I looked at Emily and we shared a smile.
“I am concerned about my youngest brother, Malachy,” I said. “I don’t like the thought of his being raised by strangers, but I don’t quite know what to do about it. When I’m settled I would like to see if I can bring him to America, but I don’t know if he’d even want to come.”
Emily took my hand. “So we are both alone in the world. Then let us be sisters, linked with a common bond. I recognized you as a kindred spirit the moment I saw you in that parade.”

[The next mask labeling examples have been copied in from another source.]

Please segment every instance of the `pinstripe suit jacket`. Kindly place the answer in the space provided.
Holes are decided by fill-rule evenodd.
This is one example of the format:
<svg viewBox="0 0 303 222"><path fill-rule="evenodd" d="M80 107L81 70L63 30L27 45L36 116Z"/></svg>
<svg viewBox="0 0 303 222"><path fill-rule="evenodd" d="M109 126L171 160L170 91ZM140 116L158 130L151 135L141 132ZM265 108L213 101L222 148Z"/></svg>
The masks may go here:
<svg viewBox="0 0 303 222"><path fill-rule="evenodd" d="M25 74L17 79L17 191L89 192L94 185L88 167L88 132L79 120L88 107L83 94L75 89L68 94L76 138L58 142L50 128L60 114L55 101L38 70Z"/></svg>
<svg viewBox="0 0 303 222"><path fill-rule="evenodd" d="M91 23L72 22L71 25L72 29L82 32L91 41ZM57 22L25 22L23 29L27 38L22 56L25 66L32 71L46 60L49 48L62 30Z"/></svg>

We parted company as she went across the park to the Upper West Side and I took the Third Avenue El to Grand Central Terminal to inquire about trains to Williamstown. I booked a ticket for early the next morning and started home to prepare for the journey. I was just crossing Greenwich Avenue toward Patchin Place when I heard the thunder of approaching horses’ hooves. A woman’s voice screamed, “Lookout!” I turned to see a carriage bearing down on me at great speed.
“Holy mother of—” I exclaimed. The vehicle showed no sign of slowing. I flung myself aside, tripped at the gutter, and would have gone sprawling had not passersby grabbed me and hauled me onto the sidewalk as the carriage passed, mud flying up from the hooves and wheels. I got an impression of a black, enclosed carriage of the type often seen around town, owned by the smarter families. From what I saw the driver was all in black, wearing no particular livery by which I could later identify him. But in truth the whole thing was a blur and my heart was beating so fast that it was all I could do to stand there, gasping for breath.
“Are you all right, miss?” a woman asked.
“Should be locked up,” a man beside me muttered, and waved his cane at the rapidly disappearing carriage.
“I’m fine. No harm done, thanks to you.” I looked at their concerned faces. “If you hadn’t grabbed me, I’d have been under those hooves.”
“It’s happening more and more these days,” another woman said. “Reckless drivers all over the place, electric trolley cars, and now these new automobiles. A person isn’t safe crossing the street any longer.”
The crowd began to melt away, the hope of a spectacle now over. I also went on my way and turned into Patchin Place. I found my hand was shaking as I put my key in the lock. As I put on the kettle for a cup of tea, that scene insisted on playing itself over and over in my mind. And as I replayed it an alarming thought surfaced. That carriage had headed straight for me—accelerating, not slowing. I was the target, not a random victim.
Which made me wonder who could possibly want me out of the way badly enough to risk running me down in broad daylight on a busy street. I found myself wondering if Anson Poindexter was still at the funeral banquet. Maybe I couldn’t put Fanny Poindexter’s death behind me just yet.
When I went to bed that night I tried to reason with myself that recklessly driven carriages cause accidents every day in the city. It must just have appeared that the carriage was headed for me. It had been unlucky timing, nothing more. But I couldn’t shake off the nagging doubt and was rather glad that I would be out of town for the next couple of days.